Made.com: in France, customers waiting for delivery or refund
Made.com se lance dans une dernière vente flash, celle confiée normalement au UK à PwC, PricewaterhouseCoopers, et concernant la société ou les actifs de celle-ci qui trouveront preneurs. Les milliers de clients qui ont récemment commandé* ont peu de chances de récupérer leur canapé, sofas et autres meubles design, en raison de l'article 8 des CGV, de la rétention demandée des colis chez le transporteur Vir by JP. Et d'une impossibilité d'annuler les commandes, décidée de façon soudaine par les dirigeants actuels de Made.com : Nicola Thompson qui y a remplacé Philippe Chainieux, en Février 2022.
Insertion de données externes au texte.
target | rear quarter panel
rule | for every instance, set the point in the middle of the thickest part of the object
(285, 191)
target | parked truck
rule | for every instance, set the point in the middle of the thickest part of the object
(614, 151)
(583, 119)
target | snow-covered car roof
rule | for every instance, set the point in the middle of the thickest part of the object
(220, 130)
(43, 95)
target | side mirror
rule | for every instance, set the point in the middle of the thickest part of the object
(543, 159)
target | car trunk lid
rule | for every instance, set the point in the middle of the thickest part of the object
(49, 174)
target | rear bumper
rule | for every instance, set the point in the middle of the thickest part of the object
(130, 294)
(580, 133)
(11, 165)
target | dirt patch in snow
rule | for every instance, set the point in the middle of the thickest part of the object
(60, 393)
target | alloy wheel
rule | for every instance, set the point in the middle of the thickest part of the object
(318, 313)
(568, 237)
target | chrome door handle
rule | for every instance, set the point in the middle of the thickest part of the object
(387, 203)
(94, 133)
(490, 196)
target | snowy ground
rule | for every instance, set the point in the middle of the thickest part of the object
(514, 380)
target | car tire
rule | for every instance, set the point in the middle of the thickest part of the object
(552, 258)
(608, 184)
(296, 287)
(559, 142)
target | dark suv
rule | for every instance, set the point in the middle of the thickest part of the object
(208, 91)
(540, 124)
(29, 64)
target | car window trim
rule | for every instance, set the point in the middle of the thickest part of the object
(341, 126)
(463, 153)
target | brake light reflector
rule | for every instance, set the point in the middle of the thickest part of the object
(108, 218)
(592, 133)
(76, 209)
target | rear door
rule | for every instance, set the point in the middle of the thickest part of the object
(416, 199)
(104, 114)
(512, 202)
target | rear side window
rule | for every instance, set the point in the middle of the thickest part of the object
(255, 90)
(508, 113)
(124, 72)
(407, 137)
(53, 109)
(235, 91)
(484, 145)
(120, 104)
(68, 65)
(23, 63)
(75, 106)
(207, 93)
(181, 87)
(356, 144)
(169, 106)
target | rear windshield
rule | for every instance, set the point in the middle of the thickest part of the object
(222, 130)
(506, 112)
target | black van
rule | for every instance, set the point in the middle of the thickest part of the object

Wismo (où est mon colis ?) la complainte de plus de 12000 clients en Europe.
Ce dernier y a occupé des fonctions de direction pendant presque 9 ans et est membre et administrateur de la FEVAD. La fédération, sollicitée par nos soins, n'a jusque-là pas réagi pour donner son point de vue sur ces pratiques étonnantes dans l'univers de la vente à distance. Made.com, créée par une équipe d'associés majoritairement français (Ning Li et Julien Callede, notamment) est membre de la FEVAD, avait ouvert des showrooms dont un à Paris, est équipée de Zendesk, un logiciel SaaS renommé mais bien impuissant désormais à répondre à la question bien connue: Wismo ( où est mon colis ?)
Kirsten Vangsgaard est la cliente qui a lancé en France le groupe Facebook des clients lésés par Made.com. Son interview, ici.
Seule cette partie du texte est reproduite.